How many cups or ounces of sauce did you need? I was thinking of using some I already have. (Bottled) Thanks for the great recipe!
Thank you for this!!! I love canning my own food with healthy ingredients for my family. If I wanted to feed them crap food and crap ingredients I’d hang out with Lainey
Alternately, you could go to your favorite BBQ joint and buy their pulled pork and sauce. Would probably be better and save a lot of time/energy. I make Brunswick Stew (recipe makes gallons) frequently. It calls for BBQ (meaning smoked/cooked on grill) pork, beef, chicken. I don’t BBQ my own meat, I go to my local BBQ restaurant and buy it by the pound.
Lainey that defeats the entire point of this post, I know I’m late but your comment annoyed the hell out of me this post is for ppl that cook can and save money and don’t think that great bbq comes from restaurants. If we wanted that crap we wouldn’t be reading canning instructions.

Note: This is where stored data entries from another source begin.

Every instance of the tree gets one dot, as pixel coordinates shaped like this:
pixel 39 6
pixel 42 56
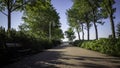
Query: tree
pixel 73 19
pixel 42 20
pixel 118 30
pixel 11 6
pixel 70 34
pixel 108 11
pixel 84 13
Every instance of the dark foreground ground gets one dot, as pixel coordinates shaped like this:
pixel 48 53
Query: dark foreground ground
pixel 67 57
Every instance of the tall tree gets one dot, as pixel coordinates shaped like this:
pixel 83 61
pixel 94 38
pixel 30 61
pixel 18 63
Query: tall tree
pixel 73 19
pixel 43 20
pixel 118 30
pixel 95 14
pixel 10 6
pixel 108 11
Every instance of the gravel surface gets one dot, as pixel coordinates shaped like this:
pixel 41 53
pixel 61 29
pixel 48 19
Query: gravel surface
pixel 67 57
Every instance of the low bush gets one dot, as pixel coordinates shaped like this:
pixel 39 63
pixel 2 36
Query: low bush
pixel 108 46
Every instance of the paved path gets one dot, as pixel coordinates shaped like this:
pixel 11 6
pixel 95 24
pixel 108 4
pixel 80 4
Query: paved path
pixel 67 57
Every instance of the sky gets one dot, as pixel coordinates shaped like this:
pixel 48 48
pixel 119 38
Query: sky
pixel 61 6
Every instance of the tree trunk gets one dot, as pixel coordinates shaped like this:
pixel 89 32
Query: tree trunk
pixel 78 33
pixel 94 23
pixel 82 32
pixel 9 15
pixel 96 31
pixel 88 32
pixel 112 26
pixel 9 20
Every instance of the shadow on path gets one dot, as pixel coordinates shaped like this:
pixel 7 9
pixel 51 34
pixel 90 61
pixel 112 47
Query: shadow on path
pixel 58 58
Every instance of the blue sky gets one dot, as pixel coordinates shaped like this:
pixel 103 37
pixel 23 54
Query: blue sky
pixel 61 6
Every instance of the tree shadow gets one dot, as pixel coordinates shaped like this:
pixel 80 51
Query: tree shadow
pixel 52 58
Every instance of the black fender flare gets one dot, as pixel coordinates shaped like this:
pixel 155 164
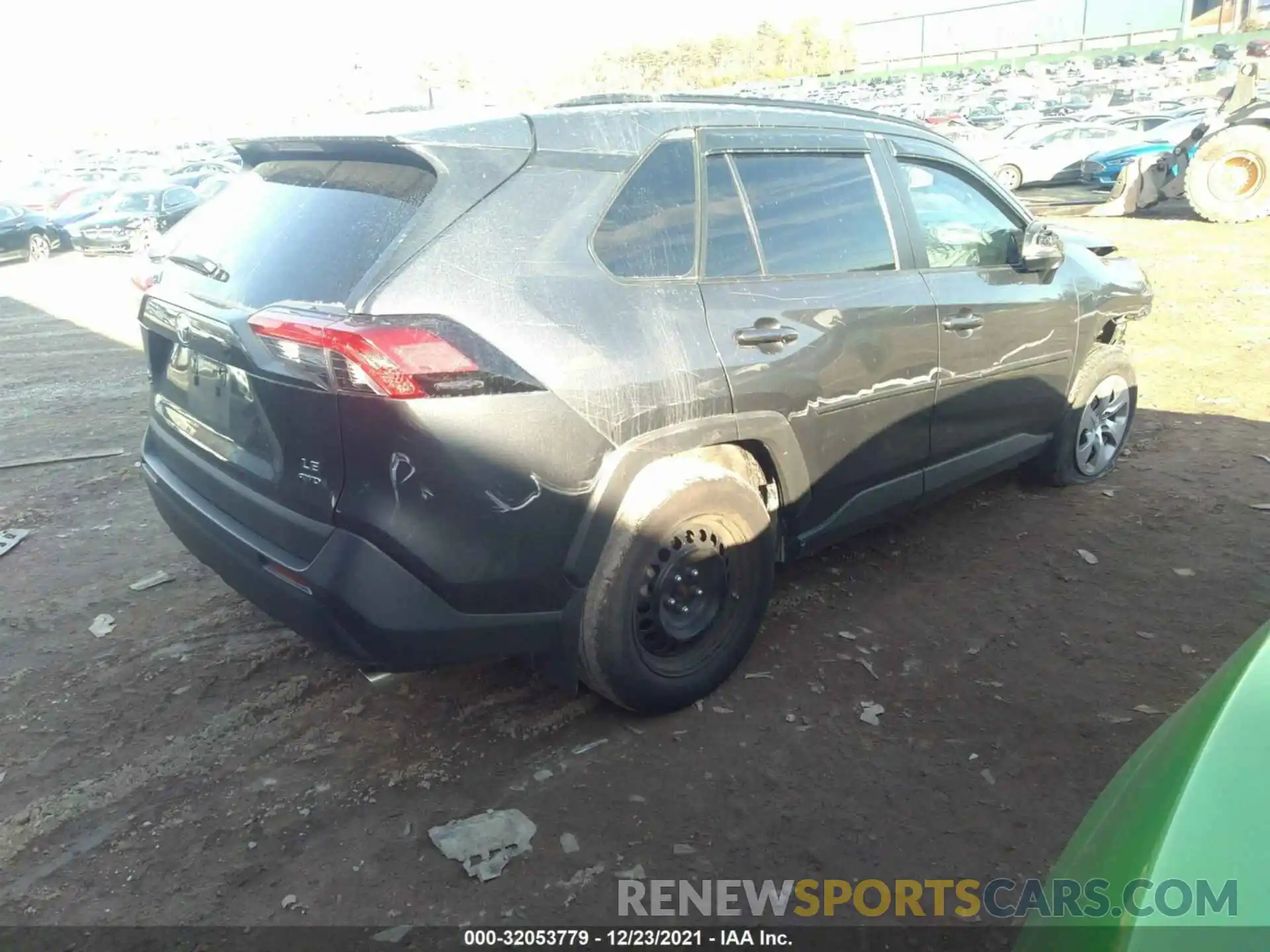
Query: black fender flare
pixel 624 463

Thank you so much, I can’t wait to can my own pulled pork and BBQ! I never buy anything cooked by anyone else. My husband loves pulled pork and I travel quite a bit. This will allow him to eat healthy when I am out of town. We live on am island so fast food and prepared food just is not an option anyway!
Can you can the pork using a water bath?
Hi! No pork cannot be canned in a water bath. You need to use a pressure canner because of the low acid level of the meat. All meat needs to be pressure canned.
Of course cooking healthy is a big attraction to canning but the convenience is also great. As is saving room in my freezer—and maybe those utilities too! Thank you for the instructions. Not everything is in my Ball book. And it is interesting to see how other are rocking their canning!